As befits a work that was intended to be very difficult, Eimi was subject to skeptical reviews by contemporary critics. By the time the book was published in 1933 (and in fact, even before his trip to Russia), Cummings and his idiosyncratic style had been established in American literary circles. So critics had to accept, with hesitance or enthusiasm, the poet’s “highly personal, ultra-mannered” tone, as William Troy of The Nation put it. Troy did not believe, as Cummings did, that Eimi was a modernist epic that followed in the footsteps of Joyce. To the contrary, he argued that Cummings’s remarkable syntax worked on a passage-to-passage basis but did not amount to a sustained and engaging masterwork. Troy wrote that “the reader’s powers of instantaneous response become exhausted” long before the end of the book. Ezra Pound, among others, seemed to agree. In a letter to Cummings after his first read, Pound wrote that he was not one to accuse him of obscurity. “BUT, the longer a work is the more and longer shd. be the passages that are perfectly clear and simple to read.”

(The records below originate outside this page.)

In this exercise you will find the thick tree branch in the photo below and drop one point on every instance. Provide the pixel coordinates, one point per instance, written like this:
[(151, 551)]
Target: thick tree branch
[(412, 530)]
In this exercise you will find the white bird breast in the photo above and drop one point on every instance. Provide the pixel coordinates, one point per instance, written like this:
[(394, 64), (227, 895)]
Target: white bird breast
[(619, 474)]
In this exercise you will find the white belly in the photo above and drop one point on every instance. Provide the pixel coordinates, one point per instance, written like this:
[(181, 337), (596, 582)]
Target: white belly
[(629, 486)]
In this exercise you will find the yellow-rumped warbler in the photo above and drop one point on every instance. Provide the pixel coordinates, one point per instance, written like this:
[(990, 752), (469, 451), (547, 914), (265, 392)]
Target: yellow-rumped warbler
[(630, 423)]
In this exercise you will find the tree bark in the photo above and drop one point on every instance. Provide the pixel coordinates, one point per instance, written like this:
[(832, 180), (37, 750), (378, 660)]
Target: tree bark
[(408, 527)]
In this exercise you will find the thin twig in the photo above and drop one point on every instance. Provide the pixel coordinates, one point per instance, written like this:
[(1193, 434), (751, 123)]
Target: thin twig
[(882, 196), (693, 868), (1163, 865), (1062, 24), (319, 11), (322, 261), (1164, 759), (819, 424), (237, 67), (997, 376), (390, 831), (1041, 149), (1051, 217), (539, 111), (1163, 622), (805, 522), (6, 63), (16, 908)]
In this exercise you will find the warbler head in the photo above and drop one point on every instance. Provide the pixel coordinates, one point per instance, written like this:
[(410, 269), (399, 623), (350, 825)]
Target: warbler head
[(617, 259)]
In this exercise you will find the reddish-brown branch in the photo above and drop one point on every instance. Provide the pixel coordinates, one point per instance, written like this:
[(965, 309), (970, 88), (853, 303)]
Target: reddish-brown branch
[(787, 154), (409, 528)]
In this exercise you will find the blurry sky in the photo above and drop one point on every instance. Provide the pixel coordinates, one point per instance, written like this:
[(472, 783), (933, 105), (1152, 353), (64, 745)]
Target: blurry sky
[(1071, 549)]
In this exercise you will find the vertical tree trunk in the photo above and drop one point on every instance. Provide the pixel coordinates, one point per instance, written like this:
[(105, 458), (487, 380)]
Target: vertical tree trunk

When Eimi was reissued in 1950, during one of the worst years of Stalinism (and when its horrors had become apparent to many on the American left), the critics tended to be more sympathetic. The book’s most generous reader, however, may have been Marianne Moore, writing for Poetry in 1933. In a review titled “A Penguin in Moscow,” that famously cautious poet issued a very understanding and intimate-seeming appreciation. Moore—who as editor of The Dial had been one of the first to publish Cummings’s poetry—opined that the book was simply “a large poem.”
Precisely because she was a poet, Moore seems to have understood Eimi better and enjoyed it more than anyone else. She paid close attention to style (“the typography, one should add, is not something superimposed on the meaning but the author’s mental handwriting”) and concluded her review with a meticulous list of queries. On this point, especially, Moore and Cummings were in perfect agreement. As Cummings put it, and Moore quoted approvingly: “The tragedy of life . . . isn’t that some people are poor and others rich, some hungry and others not hungry, some weak and others strong. The tragedy is and always will be that some people are unable to express themselves.”